Algún trabajo me había llevado hasta aquel pueblo con mar. Conducía mi coche de alquiler de color azul por el paseo marítimo y la vi. La niña del parasol, sola en la parada del autobús. Me llamó la atención su figura, muy joven, apenas veinte años, estilizada, alegre, y el hecho de que sostuviera con gracia un parasol de color crema entre las manos, para evitar, pensé, que besara su cabello un sol que aún no se decidía.

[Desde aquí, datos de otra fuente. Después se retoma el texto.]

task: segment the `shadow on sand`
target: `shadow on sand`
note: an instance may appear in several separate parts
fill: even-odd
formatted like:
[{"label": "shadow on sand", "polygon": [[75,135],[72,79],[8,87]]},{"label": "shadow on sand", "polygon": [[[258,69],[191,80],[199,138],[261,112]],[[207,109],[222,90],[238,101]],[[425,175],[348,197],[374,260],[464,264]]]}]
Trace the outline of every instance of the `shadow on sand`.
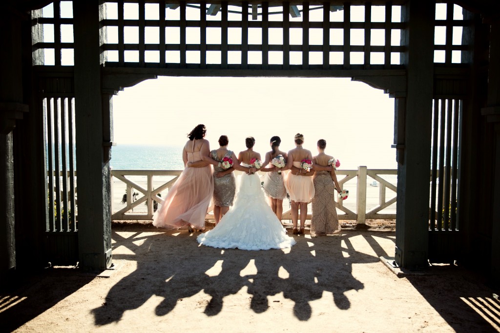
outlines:
[{"label": "shadow on sand", "polygon": [[[374,249],[377,256],[353,256],[348,233],[312,238],[298,236],[297,244],[284,250],[198,246],[185,231],[126,238],[114,232],[113,238],[115,248],[125,246],[136,254],[114,254],[114,260],[136,260],[137,269],[113,286],[104,304],[92,310],[95,324],[100,326],[120,320],[126,310],[138,308],[153,295],[164,298],[155,310],[160,316],[183,298],[203,291],[210,296],[202,304],[204,312],[215,316],[222,311],[224,297],[244,287],[255,312],[267,310],[270,296],[282,292],[294,302],[294,316],[307,320],[312,314],[310,302],[320,298],[325,291],[332,293],[332,302],[339,308],[349,308],[346,292],[364,288],[352,276],[352,264],[376,262],[378,255],[385,254],[378,253],[380,248]],[[138,246],[132,241],[143,242]],[[153,252],[156,258],[152,258]]]}]

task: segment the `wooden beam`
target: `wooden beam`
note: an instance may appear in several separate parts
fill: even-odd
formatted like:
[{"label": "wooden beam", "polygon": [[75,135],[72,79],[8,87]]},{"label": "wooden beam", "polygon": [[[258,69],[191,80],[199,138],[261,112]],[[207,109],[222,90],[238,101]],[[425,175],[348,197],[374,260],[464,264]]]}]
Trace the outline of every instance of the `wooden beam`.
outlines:
[{"label": "wooden beam", "polygon": [[73,8],[80,263],[84,269],[104,270],[112,262],[110,171],[102,148],[102,10],[98,0],[74,2]]},{"label": "wooden beam", "polygon": [[428,265],[434,12],[422,2],[402,8],[404,20],[412,24],[402,32],[408,92],[404,160],[398,166],[396,261],[408,268]]}]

Seguí mi camino, pero la imagen no se borraba de mi mente. Di la vuelta en la primera rotonda, aparqué cerca de la parada del autobús de manera que la niña del parasol no pudiera verme, y me dediqué a observarla, como un voyeur indiscreto, con cierto complejo de culpabilidad.

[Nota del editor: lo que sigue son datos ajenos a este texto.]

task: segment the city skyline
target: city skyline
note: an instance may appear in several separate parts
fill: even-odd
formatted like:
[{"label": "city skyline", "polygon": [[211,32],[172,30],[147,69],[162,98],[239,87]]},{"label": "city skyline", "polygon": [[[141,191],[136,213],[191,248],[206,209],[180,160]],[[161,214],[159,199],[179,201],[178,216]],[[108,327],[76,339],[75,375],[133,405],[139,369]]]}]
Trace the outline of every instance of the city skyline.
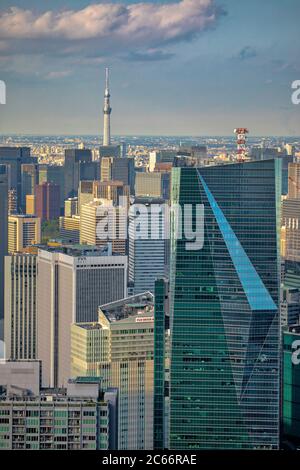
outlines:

Camiseta de manga corta, de color naranja, brazos largos y pálidos, pantalones para mí indefinibles, anchos, a rayas estrechas amarillas y verdes, zapatillas usadas. Actitud serena pero en movimiento, como si se fuera a echar a andar, a correr o a bailar en cualquier momento. Pelo negro, o quizá castaño oscuro, largo sobre los hombros cuadrados. Rostro pequeño, alargado, dulce. Sonreía, recordando sin duda algo agradable, y sus ojos alegres miraban un punto indefinido que solo se hacía real en su mente. Por un instante pensé que era a mí a quien sonreía, mi ingenuidad no tiene fronteras. El parasol enmarcaba el conjunto del precioso cuadro.
Cogí un cuaderno de dibujo y un lápiz que encontré casualmente en la guantera del coche alquilado azul y tracé un esbozo para conservar el perfil de aquella bella imagen, que no dejaba de sonreír con dulzura ni de moverse al ritmo de sabe el diablo qué compases interiores.

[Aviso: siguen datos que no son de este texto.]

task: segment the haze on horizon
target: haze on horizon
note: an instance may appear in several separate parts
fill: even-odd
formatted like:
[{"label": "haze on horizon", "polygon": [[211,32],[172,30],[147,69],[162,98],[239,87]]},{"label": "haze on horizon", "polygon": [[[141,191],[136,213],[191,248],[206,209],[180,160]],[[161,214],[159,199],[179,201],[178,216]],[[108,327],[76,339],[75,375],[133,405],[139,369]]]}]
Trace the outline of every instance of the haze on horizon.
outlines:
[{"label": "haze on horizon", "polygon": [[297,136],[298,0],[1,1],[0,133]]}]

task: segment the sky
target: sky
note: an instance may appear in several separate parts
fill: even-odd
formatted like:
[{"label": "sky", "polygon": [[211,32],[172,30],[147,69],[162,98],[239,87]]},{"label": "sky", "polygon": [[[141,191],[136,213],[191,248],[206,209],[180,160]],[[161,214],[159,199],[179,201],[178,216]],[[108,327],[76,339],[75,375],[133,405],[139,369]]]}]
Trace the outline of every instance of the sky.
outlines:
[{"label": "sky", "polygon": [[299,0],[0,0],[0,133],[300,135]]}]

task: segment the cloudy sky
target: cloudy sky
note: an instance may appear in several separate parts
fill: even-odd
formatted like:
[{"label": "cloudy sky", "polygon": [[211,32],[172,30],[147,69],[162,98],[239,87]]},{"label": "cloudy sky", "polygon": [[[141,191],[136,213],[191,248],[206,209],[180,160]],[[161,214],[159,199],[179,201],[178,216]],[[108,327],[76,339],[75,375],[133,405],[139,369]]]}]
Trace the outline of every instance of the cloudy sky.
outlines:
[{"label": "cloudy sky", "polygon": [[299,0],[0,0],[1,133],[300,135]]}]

Y me fui, me esperaba no sé quién en el ayuntamiento, no podía retrasarme, siempre el puto reloj. El ritmo, la alegría, el color... y el parasol se hacían más pequeños y más pequeños, hasta desaparecer del espejo retrovisor del coche alquilado de color azul.
Al volver al hotel aquella noche pasé junto a la parada del autobús, idiota de mí pensando que aún hallaría a la niña-mujer y su parasol. Solo estaban, o al menos yo los vi, su contorno, su sombra y un palmeo por bulerías que salía de alguna ventana que no conseguí identificar. Sonreí con sonrisa contagiada y continué mi ruta. Me queda el dibujo, ese sí es mío, real y definitivo.